Open Science requires and fosters international networking
Professor Michael Kirchler talks about his experience with Open Science
Three key learnings:
- Open Science enables science to improve on itself.
- The community mostly welcomes large-scale replication studies.
- Metascience and replications ensure more robust research findings.
Professor Kirchler, how do you see the role of Open Science in your field of research?
MK: For nearly 15 years now I have been active in Behavioural Economics, i.e. the study of human behaviour in situations of economic and financial decision-making. From the very beginning, Open Science has been important to me and my research group, even back in the days when the approach was less widespread. We have always added the instructions for the experiments to our papers, which wasn’t nearly as common back then as it is now.

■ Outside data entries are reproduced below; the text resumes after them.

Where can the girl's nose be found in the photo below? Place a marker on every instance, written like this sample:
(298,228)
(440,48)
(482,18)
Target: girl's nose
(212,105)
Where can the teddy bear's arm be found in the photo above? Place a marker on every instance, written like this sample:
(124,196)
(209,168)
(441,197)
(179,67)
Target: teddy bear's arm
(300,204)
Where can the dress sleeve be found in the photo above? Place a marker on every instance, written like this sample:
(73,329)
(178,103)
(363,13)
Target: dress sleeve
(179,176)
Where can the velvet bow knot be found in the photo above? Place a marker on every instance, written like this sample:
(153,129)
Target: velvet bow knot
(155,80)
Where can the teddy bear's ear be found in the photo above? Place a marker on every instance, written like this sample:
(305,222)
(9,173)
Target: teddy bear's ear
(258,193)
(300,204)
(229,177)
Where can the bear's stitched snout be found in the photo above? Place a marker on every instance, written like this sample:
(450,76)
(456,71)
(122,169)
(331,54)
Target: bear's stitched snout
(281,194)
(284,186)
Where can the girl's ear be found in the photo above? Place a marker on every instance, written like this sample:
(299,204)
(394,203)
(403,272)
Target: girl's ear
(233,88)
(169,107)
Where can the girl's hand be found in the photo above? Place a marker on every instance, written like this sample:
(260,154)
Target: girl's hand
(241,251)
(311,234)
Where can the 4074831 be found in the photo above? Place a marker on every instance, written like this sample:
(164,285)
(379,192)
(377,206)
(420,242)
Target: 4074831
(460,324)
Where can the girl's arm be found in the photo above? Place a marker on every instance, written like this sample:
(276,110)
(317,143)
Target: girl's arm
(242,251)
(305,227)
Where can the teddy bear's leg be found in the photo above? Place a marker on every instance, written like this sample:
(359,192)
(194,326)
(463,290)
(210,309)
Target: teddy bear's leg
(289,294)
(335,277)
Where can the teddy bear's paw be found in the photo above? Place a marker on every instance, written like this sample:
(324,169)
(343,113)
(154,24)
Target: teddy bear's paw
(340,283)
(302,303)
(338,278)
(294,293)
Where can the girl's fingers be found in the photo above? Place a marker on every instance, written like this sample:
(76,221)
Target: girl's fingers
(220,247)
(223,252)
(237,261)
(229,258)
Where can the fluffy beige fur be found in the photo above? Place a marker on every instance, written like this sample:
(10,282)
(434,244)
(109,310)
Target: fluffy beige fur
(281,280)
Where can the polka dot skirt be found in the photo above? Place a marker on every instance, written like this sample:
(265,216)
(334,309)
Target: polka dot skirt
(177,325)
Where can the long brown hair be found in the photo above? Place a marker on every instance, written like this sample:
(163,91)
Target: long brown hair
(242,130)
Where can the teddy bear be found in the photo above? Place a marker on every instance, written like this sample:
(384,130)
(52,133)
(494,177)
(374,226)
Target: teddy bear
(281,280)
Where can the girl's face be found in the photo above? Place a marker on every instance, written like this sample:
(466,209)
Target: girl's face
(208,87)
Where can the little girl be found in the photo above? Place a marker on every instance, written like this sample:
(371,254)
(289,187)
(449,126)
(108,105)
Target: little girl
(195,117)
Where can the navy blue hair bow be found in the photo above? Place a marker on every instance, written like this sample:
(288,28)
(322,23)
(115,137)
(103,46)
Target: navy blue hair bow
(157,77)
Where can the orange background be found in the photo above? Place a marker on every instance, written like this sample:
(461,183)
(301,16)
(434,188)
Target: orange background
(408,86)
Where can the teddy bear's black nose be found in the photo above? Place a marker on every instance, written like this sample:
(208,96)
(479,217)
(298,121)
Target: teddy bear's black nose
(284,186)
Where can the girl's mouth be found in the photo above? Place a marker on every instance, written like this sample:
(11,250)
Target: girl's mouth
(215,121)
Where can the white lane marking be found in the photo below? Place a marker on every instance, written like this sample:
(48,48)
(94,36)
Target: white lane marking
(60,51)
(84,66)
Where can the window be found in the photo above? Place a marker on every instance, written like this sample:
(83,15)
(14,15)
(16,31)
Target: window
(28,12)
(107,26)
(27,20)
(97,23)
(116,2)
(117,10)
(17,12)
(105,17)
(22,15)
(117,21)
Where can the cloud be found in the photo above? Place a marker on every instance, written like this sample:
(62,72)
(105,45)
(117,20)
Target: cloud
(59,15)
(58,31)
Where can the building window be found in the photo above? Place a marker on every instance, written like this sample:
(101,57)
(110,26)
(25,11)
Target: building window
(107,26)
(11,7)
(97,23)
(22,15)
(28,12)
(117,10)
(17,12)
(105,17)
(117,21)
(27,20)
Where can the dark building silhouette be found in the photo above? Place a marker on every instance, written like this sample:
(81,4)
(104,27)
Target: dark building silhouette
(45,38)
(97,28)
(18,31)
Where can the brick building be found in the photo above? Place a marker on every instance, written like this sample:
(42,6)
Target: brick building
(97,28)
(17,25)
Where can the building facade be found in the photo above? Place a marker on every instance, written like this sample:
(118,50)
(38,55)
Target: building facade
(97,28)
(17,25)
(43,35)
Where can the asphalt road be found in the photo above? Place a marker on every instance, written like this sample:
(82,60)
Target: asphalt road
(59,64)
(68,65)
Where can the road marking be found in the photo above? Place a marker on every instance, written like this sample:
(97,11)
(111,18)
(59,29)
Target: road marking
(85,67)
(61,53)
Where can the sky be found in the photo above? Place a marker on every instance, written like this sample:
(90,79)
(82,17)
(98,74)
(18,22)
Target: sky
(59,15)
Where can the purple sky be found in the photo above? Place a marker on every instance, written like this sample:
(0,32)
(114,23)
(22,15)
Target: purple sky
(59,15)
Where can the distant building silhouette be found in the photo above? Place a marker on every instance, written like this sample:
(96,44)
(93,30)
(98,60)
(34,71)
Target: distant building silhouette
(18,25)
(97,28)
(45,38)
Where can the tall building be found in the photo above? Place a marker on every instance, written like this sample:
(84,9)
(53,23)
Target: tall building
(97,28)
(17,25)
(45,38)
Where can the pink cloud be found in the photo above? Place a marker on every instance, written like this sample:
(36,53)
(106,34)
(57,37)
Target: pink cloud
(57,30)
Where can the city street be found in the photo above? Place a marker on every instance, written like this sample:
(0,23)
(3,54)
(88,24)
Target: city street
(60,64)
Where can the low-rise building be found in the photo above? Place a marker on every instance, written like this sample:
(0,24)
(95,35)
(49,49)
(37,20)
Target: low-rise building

For about four years now we have had a special research unit “Credence goods, incentives and behaviour” at Innsbruck University where we have embedded a metascience approach in research that we initiated in 2014. This means that we look at different questions of science about science. Science, after all, is also a credence good. On one side you have the producers of science, i.e. the authors, and on the other side the consumers, for instance the publishers, but also political decision makers and the general public. The distribution of information is asymmetric because the consumers know little about the development process and the reliability of the studies. Even if a paper has been accepted and has served as basis for political decisions, the decision makers still don’t know if the study is truly reliable. This means that asymmetric information persists to a certain extent even after consumption – and that’s what characterises a credence good.
How did you find an entry to the field of Open Science?
MK: Behavioural Economics is a comparatively new discipline. As early as 2005 we noticed that the questions were exciting, but the sample sizes were often very small and the statistical tests rather simple. When the Open Science wave started in psychology in 2013/14, we in the field of Behavioural Economics quickly found our way to metascience studies and replication studies. I am still highly fascinated by this discipline and I feel that much has changed for the better, with regard to statistical power, but also with regard to topics like pre-registration and pre-analysis plans. That is, researchers describe in advance the experimental protocol and the planned analyses, publish this information and then carry out the study, just as they would in a clinical study. These are very valuable approaches and they have increased dramatically in our field over the last few years. I think this is a very important point, that science can improve on itself.
What have been the reactions to your activities?
MK: At the very beginning, before we started our first big replication study in 2015, there were some critical voices who said this could have negative consequences for our reputation. But we didn’t really care because that is what science is all about: to carry out studies to the best of your knowledge and with the best methods available at the time. After the study was published, the feedback was very positive because the community itself wanted to know about the replication rate of 18 well-known studies and the influencing factors for this replication rate. Our advantage of course was that we replicated several studies, not a single one, because such a large-scale replication study cannot simply be “overlooked”.
So you will persevere with this approach?
MK: Yes, although we have moved away by now from pure replication studies and just started our second big crowd analysis project in empirical finance. For this, we took 652 futures transactions of Deutsche Börse and framed six hypotheses. Scientists from all over the world could register for data analysis. In all, 400 scientists in 230 teams have registered. Now they will deliver analyses for different phases and receive feedback from so-called referees who are also involved in the project. At the end we wil be able to analyse the heterogeneity of the findings for each hypothesis, if they have adjusted over time because of referees’ feedback or not, and which explanatory variables can affect the results for each hypothesis. We have just submitted the pre-analysis plan for this project.
Has your network been changed by these Open Science projects?
MK: The replication studies and the metascience studies have opened many doors for us. They have brought us into contact with research teams with whom we would not have cooperated otherwise. We have learned a lot from these groups, and hopefully they learned something from us. That’s the fascinating thing about Open Science: the structure of the studies itself requires networking, and as a rule it is also very fruitful.
I believe it must be the incentive for all of us that we can do the best possible science. And with our metascience studies and many others we have achieved that reflection about scientific methodology has been intensified and that we do better science than before. I believe this is the most important thing about these metascience studies: we as scientists must realise how important it is that we work correctly and that our findings are truly robust. In the course of the pandemic we have seen the importance of scientific guidance and international networking for the creation of knowledge about the virus and vaccines. And that will be so much easier if we do science correctly.
About Professor Michael Kirchler
Michael Kirchler is Professor of Finance and Speaker of the Special Research Group “Credence goods, incentives and behaviour” at Innsbruck University. He received the START prize, Austria’s most prestigious award for early career researchers, in 2012. He heads the newly established research centre “Innsbruck Decision Sciences”.